Sweden transitioning to ‘fossil-free society’ by banning extraction of coal, oil and gas
Sweden is banning the extraction of coal, oil and natural gas and tightening rules on the extraction from alum shale. The ban is entering into force on 1 July this year.
According to a statement from the Swedish government, the ban will be an important step in the process of transitioning to a fossil-free society. This was announced by Minister for Climate and the Environment, Annika Strandhäll, on World Environment Day, on 5 June.
The government says it is giving priority to creating jobs by accelerating the climate transition. Therefore, measures against the extraction of substances that are harmful to health and the environment are needed, the government explained.
“We are tightening environmental legislation by banning the extraction of fossil fuels such as coal, oil and natural gas. Breaking the entire chain of fossil dependence, from extraction to use, is crucial for Sweden to continue to be a leader in the climate transition,” said Minister for Climate and the Environment Annika Strandhäll.

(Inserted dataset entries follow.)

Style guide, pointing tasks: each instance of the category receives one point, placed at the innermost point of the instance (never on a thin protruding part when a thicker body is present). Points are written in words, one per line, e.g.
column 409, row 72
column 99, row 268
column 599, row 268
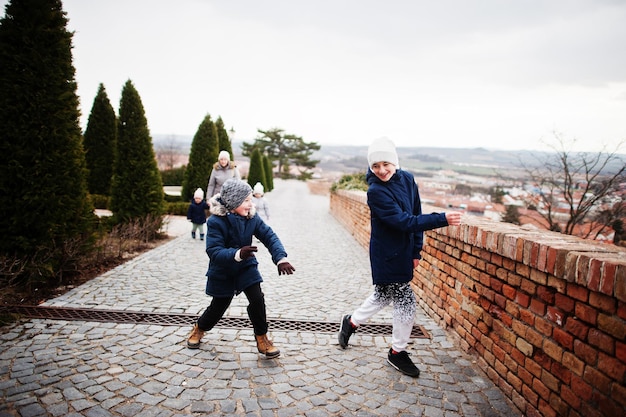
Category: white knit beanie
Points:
column 258, row 188
column 382, row 150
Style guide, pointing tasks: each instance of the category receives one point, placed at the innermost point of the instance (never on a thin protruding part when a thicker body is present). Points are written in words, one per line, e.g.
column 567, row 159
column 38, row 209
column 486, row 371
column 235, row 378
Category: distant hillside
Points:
column 338, row 158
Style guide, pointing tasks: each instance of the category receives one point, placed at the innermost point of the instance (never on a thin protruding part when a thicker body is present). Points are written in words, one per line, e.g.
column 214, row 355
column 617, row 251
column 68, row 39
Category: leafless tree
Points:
column 571, row 187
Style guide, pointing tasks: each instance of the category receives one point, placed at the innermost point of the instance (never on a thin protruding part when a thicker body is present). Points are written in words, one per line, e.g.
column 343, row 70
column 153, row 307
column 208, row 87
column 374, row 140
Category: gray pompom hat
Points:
column 234, row 192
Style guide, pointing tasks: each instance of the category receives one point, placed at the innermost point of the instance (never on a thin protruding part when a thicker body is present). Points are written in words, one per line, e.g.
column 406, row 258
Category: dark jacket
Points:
column 196, row 212
column 397, row 226
column 228, row 232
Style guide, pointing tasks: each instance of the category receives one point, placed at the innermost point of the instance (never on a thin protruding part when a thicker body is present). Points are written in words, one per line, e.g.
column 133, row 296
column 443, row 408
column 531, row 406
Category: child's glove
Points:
column 247, row 252
column 285, row 268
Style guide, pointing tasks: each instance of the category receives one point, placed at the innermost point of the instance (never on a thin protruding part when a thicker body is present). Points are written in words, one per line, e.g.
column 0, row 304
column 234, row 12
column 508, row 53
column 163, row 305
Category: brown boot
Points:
column 266, row 346
column 193, row 341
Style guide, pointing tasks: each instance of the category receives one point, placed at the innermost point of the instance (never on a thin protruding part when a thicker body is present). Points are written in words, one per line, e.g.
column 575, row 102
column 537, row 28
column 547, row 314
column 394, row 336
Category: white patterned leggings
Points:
column 404, row 306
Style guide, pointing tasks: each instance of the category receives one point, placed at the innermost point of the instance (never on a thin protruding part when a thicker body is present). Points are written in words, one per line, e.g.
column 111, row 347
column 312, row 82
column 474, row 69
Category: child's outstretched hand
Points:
column 285, row 268
column 453, row 218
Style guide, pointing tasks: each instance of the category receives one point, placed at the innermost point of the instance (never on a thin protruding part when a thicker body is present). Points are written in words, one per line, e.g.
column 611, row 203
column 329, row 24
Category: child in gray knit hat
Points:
column 233, row 267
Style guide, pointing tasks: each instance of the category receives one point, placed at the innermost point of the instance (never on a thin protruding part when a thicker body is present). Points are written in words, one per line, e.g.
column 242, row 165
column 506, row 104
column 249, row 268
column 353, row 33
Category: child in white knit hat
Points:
column 262, row 207
column 196, row 213
column 396, row 239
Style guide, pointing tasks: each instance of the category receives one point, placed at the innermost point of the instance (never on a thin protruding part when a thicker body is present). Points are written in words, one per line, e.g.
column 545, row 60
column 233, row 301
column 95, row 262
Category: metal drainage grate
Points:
column 173, row 319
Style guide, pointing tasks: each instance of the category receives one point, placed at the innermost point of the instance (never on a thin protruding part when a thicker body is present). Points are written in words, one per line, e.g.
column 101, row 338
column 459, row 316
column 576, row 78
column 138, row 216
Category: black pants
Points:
column 256, row 310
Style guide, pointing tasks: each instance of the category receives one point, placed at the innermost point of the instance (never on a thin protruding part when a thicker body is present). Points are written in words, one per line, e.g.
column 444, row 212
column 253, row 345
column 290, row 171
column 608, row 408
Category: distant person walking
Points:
column 262, row 207
column 223, row 169
column 196, row 213
column 233, row 267
column 396, row 240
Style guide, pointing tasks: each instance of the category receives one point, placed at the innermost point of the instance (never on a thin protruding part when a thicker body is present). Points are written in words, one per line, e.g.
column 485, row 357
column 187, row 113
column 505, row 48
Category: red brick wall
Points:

Minister for Business, Industry and Innovation, Karl-Petter Thorwaldsson, commented: “The green and digital transitions will create more jobs and require more metals and minerals. Nevertheless, we must never stray from the environmental legislation. Sweden will also lead the way and ban the extraction of coal, oil and natural gas, and tighten the rules for extraction from alum shale to play our part in the climate transition.”
The bill proposes amendments to the Swedish Environmental Code and the Minerals Act. The amendments include a ban on the extraction of coal, lignite, crude oil, shale oil and natural gas in the same way that has been done with uranium, as well as tighter rules for extraction from alum shale.
Sweden’s move to ban the extraction of fossil fuels comes as the world is working to transition to renewable sources of energy. Its neighbour Denmark has also recently decided to speed up its renewable energy production but also temporarily boost its gas output from the North Sea fields in a push to secure independence from Russian fossil fuels.
It is worth reminding that Denmark in late 2020 made a decision to end all existing and future permits for oil and gas extraction by the end of December 2050.